I do agree that improving the value proposition for borrowers is a required step. Although the fixes cannot be immediate, we could first starting with listing some of the improvement points.
I focus below on getting our prices in line with the market. There are other issues I won’t address because I think they are already in process (i.e., the expansion of acceptable cryptoassets for collateral and deposits).
Goal: Competitive Interest Rates with Positive Unit Economics
A long-term goal should be to achieve competitive rates for both borrowers and depositors while achieving positive unit economics. For depositors, ETH competitors pay ~3% - 12% interest rates for stablecoin deposits vs Anchor’s 18% - 20%. However, interest rates for stablecoin loans are ~6% - 15% vs Anchor’s 30% (assuming the target 66.7% utilization ratio). Considering the foregone staking yield, the true cost to borrow from Anchor is more like 40%.
I can think of a few levers to improve unit economics and our competitive position:
- Lower depositor rates
- Leverage the collateral
- Ancillary revenue streams
Lowering Depositor Rates
Let’s say we wanted to match the market at a 4.5% borrower rate (with 66.7% utilization with a 2% base rate) and break-even. With a 35% LTV and a 9.5% yield on collateral, I think the protocol would break even by paying a 15% depositor rate.

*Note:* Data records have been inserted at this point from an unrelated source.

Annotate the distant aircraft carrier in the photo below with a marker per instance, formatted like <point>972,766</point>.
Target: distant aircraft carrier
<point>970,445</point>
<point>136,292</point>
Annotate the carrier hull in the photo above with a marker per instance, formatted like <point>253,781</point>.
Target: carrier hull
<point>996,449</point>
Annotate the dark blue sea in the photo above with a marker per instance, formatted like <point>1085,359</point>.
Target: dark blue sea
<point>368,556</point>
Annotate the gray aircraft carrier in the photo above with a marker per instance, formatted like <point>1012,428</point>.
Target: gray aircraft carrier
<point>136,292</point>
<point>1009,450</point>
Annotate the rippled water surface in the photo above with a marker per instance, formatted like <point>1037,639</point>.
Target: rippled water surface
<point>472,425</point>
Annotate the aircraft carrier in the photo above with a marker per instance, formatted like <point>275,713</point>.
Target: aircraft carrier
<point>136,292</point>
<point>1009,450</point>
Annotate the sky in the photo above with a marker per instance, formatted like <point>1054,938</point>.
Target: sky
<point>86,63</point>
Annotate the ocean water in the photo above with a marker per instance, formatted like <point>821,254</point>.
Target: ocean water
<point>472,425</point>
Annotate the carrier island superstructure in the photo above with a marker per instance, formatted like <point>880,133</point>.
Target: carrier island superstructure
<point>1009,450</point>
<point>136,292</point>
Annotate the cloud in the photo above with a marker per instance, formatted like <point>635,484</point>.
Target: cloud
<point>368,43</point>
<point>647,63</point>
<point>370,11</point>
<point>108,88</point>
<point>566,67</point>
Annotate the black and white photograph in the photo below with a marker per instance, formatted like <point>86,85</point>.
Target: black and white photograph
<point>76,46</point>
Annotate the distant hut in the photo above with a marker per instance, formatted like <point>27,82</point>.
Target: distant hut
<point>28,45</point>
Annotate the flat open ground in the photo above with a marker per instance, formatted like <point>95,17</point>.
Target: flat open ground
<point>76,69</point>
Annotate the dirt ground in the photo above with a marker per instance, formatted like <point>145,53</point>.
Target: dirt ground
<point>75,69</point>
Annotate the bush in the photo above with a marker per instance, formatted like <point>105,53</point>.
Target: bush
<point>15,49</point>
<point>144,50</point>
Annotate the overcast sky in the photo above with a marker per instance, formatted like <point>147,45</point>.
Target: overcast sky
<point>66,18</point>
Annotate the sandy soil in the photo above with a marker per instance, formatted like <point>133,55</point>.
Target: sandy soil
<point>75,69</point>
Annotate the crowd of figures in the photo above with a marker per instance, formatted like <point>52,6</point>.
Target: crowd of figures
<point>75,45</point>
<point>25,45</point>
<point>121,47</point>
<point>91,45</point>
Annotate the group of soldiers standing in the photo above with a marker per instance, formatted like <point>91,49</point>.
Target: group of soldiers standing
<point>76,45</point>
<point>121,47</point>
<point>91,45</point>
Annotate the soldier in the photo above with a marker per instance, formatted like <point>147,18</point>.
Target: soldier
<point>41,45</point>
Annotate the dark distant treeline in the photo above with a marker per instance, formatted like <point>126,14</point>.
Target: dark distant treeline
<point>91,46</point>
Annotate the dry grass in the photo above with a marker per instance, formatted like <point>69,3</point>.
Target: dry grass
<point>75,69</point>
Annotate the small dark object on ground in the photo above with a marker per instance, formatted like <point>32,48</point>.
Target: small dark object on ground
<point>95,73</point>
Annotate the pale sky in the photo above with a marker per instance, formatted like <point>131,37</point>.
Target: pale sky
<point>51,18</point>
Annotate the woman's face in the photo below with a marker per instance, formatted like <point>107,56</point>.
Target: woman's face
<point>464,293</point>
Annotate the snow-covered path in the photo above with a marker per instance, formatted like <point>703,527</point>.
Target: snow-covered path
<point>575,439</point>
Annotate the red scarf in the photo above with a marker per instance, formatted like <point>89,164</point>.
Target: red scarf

At 15%, Anchor would still pay best in market rates. Interestingly, @Kamil explored building an Anchor savings app and said that:
I found that the 20% rate might be too high to effectively promote with no-coiners. Most people I showed it to found it ludicrous and became immediately defensive. That is why for now, I’m defaulting to 15%
Given the above, it seems reasonable to consider a
Threshold rate of 15% instead of the current 18% as one of our options to achieve our goal.
Leveraging the Collateral
Another tool is levering up the collateral. With a modest 1.35x leverage (borrowing against the collateral at 35% LTV), I think the protocol would be profitable, paying 20% to depositors while charging 4.5% to borrowers assuming 66.7% utilization, 2% base rate, 35% LTV, and 9.5% unlevered yield on the collateral. This option requires our thoughtful debate and consideration, given the increased risk of ruin and operational burden from the usage of leverage. We should proceed with extreme caution here.
Ancillary Revenue Streams
Another tool to subsidize the negative net interest margin is to use other revenue streams - such as transaction fees from the ANC/UST liquidity pool. Similar idea to how Thorchain’s upcoming “savings” account will use liquidity pool fees to pay interest. Is there a mutually beneficial arrangement with the Mirror Protocol worth exploring here?
The issue with all of the above is that the model is predicated on users not taking into account their staking yield as part of their cost of capital. There doesn’t seem to be a sustainable business in matching the market at 4.5% interest for a stablecoin loan while asking for collateral that yields 10%. The leverage can help to an extent, but I expect that ancillary revenue streams or some other innovation will be necessary.
Anchor’s depositor rates are 1.5x higher than the competition, but borrower rates are 2x-3x higher than competitors. Through some combination of lowering depositor fees, leveraging the collateral, and adding ancillary revenue streams, Anchor can improve its customer offering and operate sustainably.